赴任から三ヶ月、夏もいよいよ本番だというのにクーラーが故障ときている。額の汗を掌で拭い、坂本を呆れ顔で見詰めた。もう言葉もない。飯島が声を荒げた。
「坂本さん、もう、断崖絶壁に立っているんですよ。これ以上、私に言わせないで下さい。年率30%近い金利を払って、どうしてやっていけるんですか。坂本さん、ここで、終止符を打たなければ家族全員野垂れ死にですよ。分かっているんでしょう。」
こう非難されても、坂本はただうな垂れて、溜息をつくばかりである。飯島は思った。こんなふうにして、人間は常軌を逸して行くのだ。坂本の首がゆらゆらと揺れている。かつて坂本は飯島の上司で、有能な管理者であった。
坂本は、どんな場面においても冷徹な営業手法を的確に指示した。そんな時、その目には長年の経験からくる自信に漲っていた。人の心を感じ取る能力が営業には求められる。坂本は学歴こそなかったが、その能力は抜群であった。

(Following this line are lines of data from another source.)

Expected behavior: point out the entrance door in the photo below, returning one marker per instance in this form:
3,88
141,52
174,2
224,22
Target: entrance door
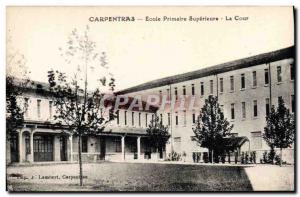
43,147
63,148
102,148
14,146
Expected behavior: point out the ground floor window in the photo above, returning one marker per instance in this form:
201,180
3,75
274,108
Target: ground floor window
256,140
43,147
84,144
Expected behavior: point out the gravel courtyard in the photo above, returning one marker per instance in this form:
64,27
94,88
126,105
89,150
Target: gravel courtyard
129,177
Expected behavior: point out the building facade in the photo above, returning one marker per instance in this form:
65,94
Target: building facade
246,90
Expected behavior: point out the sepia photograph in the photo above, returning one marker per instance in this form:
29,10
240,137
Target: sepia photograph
150,99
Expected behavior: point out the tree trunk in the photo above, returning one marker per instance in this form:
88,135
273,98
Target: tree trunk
280,157
80,161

人間には二つの能力がある。一つは右脳の感性、今一つは左脳の論理である。学歴は左脳の論理力と記憶力とを示す目安に過ぎない。坂本はどちらかと言えば右脳の直感力、或いは営業的感性を磨き上げ、名古屋支店長まで登り詰めたのだ。
その坂本が、今、自分の置かれている状況を全く理解していない。その原因を正せば、執着である。物に対する執着こそ、人を狂わせる元凶なのだ。その執着の中でも、最も大きな元凶は家、マイホームなのだ。

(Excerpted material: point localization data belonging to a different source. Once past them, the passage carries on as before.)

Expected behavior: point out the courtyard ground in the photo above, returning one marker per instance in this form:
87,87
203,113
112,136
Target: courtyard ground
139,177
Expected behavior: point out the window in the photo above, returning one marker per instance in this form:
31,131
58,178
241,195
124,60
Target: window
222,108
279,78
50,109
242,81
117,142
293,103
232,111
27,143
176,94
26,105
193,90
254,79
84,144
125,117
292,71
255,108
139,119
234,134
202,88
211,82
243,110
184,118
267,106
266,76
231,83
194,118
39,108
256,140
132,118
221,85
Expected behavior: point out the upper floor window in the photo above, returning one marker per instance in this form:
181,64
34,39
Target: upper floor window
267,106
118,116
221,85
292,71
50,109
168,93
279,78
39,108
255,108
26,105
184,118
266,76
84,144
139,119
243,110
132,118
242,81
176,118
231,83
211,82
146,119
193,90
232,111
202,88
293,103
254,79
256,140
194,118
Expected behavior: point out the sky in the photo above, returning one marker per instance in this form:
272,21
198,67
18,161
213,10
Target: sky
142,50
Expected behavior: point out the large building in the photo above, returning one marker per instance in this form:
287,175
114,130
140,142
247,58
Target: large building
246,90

坂本は名古屋支店長時代、バブルの最盛期に支店から程遠くない町に自宅を購入した。飯島が名古屋支店営業部長になって2年目の夏である。「転勤は営業の宿命。自宅は持たない。」これが坂本の言い草だった。
そんな信条を、坂本は、いつしか捨てていた。単身赴任していた飯島も坂本の家に何度か寄せてもらった。その時の、坂本の満足げな顔が思い出される。飯島は意を決して言った。
「坂本さん、自宅を手放しなさいよ。それしかない。息子さんには奨学金を取らせて、学費はアルバイトさせれば何とかなる。奨学金は月に最高10万円くらい貰えるそうです。その案内資料をとりよせておきました、これです。」
資料をテーブルに置いたが、坂本は手に取ろうともしない。沈黙が互いに噛み合わぬ二人を包んでいる。ぽつりと坂本が言った。